Con una calma perturbadora se giro hacia al otro lado de la cama con cuidado, saco una hoja de afeitar de un cajon y se acercó al pequeño para confirmar su retorcida hipótesis. El niño lo observaba con ojos vidriosos, aún agitado pero inmóvil, atrapado en un trance de desconcierto.
Sin decir nada, el mayor alzo la manga de su camisa dejando ver así su brazo lleno de cicatrices, cortadas que iban como franjas en un patrón desorganizado de líneas que se extendían más allá de lo que dejaba ver la camisa. Algunas eran finas y ya desvanecidas, otras más frescas y enrojecidas, como si cada una de ellas contara una historia.
Con ayuda de la hoja de afeitar hizo otra cortada entre uno de los pocos espacios del lienzo de su brazo. La herida no era muy grande, pero la escandalosa sangre se desboco vibrante, como un riachuelo creando corrientes y ríos que serpenteaban hasta la zona baja de su brazo como un goteo. Caían a un ritmo constante, salpicando el suelo como pequeños golpes que rompían el silencio.
—Lamelo— ordeno mientras le extendía su brazo.
El niño no se negó para su sorpresa, es más no hizo ningún gesto, camino lento hasta la herida, en trance, como bicho a la luz.

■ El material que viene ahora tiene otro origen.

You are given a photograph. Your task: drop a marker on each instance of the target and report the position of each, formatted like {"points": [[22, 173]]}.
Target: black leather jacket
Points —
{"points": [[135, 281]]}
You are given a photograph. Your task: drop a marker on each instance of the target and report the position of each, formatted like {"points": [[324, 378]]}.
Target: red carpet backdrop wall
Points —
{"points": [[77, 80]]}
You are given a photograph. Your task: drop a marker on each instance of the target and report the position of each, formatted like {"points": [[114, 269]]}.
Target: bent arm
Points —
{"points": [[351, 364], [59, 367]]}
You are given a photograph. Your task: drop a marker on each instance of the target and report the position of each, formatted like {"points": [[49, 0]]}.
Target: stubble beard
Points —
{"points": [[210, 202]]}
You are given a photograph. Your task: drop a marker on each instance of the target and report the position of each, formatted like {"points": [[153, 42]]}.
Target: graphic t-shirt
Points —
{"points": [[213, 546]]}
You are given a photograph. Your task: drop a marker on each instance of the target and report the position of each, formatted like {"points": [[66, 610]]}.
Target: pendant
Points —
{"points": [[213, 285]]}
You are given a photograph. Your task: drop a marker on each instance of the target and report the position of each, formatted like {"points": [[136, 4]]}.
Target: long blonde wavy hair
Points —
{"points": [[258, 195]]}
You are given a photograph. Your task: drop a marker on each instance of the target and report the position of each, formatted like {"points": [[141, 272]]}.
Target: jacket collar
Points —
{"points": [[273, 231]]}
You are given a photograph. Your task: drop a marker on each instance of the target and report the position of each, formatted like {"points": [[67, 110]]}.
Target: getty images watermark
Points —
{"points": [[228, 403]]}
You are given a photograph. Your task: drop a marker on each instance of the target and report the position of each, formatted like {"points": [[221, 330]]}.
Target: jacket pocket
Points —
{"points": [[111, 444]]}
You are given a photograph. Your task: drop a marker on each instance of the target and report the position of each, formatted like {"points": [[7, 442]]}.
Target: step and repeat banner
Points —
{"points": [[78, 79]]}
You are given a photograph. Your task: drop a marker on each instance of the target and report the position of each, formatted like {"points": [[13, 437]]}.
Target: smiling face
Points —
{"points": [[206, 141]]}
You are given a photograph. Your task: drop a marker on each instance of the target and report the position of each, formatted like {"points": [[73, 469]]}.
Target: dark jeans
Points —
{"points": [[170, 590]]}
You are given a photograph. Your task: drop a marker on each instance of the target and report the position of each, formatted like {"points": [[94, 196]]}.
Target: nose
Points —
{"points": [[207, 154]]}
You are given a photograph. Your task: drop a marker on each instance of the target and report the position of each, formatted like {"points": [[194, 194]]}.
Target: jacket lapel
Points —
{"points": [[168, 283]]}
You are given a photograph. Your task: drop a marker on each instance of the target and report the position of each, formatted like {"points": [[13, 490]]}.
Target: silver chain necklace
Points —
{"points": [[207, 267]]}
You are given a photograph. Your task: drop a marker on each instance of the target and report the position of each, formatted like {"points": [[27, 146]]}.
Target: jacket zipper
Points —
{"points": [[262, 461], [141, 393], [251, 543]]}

Succionó la herida con avidez, la chupo como un ternero mamando la vitalidad de su madre, como si quisiera sorber su alma de su brazo, como si cada gota fuera capaz de calmar su tormento interno. Tal escena exotica asimilaba a un antiguo y prohibido ritual.

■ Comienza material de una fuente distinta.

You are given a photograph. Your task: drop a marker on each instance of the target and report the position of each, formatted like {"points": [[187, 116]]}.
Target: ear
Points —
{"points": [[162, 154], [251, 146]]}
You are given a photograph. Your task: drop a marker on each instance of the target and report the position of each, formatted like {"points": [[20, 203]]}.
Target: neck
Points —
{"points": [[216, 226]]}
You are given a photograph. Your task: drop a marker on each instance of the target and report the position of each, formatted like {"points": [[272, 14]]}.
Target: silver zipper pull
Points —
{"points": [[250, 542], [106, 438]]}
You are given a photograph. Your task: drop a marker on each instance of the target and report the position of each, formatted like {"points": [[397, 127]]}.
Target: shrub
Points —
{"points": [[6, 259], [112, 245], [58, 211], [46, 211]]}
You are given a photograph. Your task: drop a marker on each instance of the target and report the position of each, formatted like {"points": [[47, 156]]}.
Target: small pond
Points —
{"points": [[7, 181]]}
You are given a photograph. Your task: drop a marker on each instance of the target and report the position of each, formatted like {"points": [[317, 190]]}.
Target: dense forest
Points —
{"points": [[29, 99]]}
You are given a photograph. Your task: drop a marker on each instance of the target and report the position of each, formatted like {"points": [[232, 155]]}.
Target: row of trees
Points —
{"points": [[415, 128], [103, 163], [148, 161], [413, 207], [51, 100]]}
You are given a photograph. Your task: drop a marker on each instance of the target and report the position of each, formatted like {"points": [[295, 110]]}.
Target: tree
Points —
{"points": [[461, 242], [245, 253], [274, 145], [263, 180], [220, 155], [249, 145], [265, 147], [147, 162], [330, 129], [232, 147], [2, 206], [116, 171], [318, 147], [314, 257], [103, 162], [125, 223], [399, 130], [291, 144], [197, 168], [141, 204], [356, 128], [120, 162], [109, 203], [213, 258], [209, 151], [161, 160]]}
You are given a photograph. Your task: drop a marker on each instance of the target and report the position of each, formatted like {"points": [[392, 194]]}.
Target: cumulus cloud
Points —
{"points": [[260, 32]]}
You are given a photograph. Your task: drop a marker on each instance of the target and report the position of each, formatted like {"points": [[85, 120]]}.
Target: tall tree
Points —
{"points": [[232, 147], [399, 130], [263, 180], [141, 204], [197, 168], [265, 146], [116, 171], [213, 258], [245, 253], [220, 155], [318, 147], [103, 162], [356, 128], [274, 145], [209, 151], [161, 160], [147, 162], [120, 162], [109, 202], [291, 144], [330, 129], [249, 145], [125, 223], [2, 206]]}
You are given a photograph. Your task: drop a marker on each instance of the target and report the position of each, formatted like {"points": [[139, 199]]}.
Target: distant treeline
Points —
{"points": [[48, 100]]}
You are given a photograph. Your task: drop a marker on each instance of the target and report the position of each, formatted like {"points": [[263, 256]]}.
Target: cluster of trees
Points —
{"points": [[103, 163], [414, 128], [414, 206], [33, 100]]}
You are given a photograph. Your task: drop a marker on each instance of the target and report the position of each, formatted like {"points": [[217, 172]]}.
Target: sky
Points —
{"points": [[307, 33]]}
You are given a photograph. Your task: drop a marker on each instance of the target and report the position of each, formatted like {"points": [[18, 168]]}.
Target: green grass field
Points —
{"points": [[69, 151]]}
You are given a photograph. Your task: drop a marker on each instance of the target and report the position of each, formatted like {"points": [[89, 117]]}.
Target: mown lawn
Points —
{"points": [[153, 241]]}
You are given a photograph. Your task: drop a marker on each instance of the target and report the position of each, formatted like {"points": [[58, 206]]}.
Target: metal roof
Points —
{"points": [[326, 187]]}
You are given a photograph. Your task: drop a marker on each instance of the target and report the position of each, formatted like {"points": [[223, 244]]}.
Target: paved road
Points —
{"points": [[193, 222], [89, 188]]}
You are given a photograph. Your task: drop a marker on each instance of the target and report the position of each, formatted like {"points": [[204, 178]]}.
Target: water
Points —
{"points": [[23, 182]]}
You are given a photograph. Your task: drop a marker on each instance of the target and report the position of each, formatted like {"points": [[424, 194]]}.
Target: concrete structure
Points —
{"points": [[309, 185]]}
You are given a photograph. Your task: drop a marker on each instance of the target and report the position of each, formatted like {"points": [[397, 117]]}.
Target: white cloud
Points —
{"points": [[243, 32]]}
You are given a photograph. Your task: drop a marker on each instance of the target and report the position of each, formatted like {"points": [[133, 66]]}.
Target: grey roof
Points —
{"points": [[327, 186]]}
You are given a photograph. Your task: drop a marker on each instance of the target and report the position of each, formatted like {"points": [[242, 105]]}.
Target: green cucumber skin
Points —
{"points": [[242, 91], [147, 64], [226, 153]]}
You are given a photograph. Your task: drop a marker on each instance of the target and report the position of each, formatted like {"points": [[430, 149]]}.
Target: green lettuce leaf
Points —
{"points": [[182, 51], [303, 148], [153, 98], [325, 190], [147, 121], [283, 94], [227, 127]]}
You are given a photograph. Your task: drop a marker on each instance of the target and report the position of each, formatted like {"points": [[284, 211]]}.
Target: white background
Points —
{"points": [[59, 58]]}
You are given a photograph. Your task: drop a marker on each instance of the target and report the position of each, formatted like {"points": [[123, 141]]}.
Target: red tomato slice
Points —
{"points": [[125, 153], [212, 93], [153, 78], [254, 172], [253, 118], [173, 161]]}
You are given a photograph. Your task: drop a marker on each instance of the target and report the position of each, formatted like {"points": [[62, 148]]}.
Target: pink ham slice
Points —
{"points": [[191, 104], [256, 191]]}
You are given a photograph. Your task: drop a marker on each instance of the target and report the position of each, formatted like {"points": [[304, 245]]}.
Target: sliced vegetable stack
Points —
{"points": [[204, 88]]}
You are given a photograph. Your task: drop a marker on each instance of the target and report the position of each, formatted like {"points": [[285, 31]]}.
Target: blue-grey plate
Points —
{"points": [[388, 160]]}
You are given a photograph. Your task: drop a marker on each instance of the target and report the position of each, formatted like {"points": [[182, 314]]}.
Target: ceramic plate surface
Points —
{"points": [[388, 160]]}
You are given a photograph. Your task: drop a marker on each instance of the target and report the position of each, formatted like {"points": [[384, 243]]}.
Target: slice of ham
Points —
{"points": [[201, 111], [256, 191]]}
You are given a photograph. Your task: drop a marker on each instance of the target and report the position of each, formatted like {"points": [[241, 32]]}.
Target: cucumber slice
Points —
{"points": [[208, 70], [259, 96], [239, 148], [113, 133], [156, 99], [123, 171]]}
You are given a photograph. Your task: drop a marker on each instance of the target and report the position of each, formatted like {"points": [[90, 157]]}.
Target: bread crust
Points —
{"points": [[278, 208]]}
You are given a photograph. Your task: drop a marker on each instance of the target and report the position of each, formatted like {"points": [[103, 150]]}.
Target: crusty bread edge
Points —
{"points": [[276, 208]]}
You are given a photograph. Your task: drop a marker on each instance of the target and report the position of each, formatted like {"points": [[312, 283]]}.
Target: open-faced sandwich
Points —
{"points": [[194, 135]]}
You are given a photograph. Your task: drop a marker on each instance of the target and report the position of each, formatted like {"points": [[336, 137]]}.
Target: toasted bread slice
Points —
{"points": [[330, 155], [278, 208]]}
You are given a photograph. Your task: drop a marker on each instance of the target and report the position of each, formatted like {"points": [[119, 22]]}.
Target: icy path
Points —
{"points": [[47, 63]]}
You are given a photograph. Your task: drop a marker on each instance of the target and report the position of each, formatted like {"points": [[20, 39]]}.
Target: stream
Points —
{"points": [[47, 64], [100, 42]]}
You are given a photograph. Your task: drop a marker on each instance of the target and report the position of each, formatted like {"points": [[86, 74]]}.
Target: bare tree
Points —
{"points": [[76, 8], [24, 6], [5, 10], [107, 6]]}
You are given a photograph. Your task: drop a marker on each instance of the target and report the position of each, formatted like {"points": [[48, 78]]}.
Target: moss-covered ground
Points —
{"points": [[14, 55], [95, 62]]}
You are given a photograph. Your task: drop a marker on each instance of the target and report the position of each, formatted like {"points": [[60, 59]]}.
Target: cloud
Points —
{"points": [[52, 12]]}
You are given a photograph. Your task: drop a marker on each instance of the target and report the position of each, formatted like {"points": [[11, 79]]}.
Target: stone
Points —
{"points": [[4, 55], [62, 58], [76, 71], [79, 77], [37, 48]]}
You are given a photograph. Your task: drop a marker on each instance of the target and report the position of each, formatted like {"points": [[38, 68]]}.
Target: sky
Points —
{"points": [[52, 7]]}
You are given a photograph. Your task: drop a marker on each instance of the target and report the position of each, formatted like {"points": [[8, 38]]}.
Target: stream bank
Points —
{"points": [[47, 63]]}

Al terminar, la mancha desapareció por completo, esto confirmaba su teoría, algo muy irreal, tan absurdo que le provocaba risa desmedida. Lo absurdo de la situación era tan grotesco que se sentía como una burla al sentido común, como si el mundo estuviera doblándose ante nuevas reglas naturales. El mayor sonrió satisfecho, mientras la locura brillaba en sus ojos.
—¿Cómo te sientes?—preguntó.
—Bien…—musitó el pequeño, confundido pero aliviado.
—Perfecto —respondió el mayor, y su voz cargada de una intensidad extraña resonó en el silencio de la habitación..
Nunca había visto a su sombrío hermano tan feliz. Aunque tal vez en otro momento, en un contexto diferente, quizás se habría sentido aliviado o incluso contagiado por esa felicidad, ahora verlo sonreír se sentía agridulce. Era raro, tan ficticio como todo lo de ese día.
Una máscara de júbilo colocada sobre una escena de horror. La contradicción era insondable: el dedo casi amputado, la cama cubierta de sangre y una adorable sonrisa.
El mayor se levantó lentamente sin desvanecer su macabro jubiló.
—Ahora dime… ¿Dónde dijiste que estaban esos hongos? —preguntó con un tono ligero, casi jovial, que contrastaba brutalmente con el desastre de la habitación.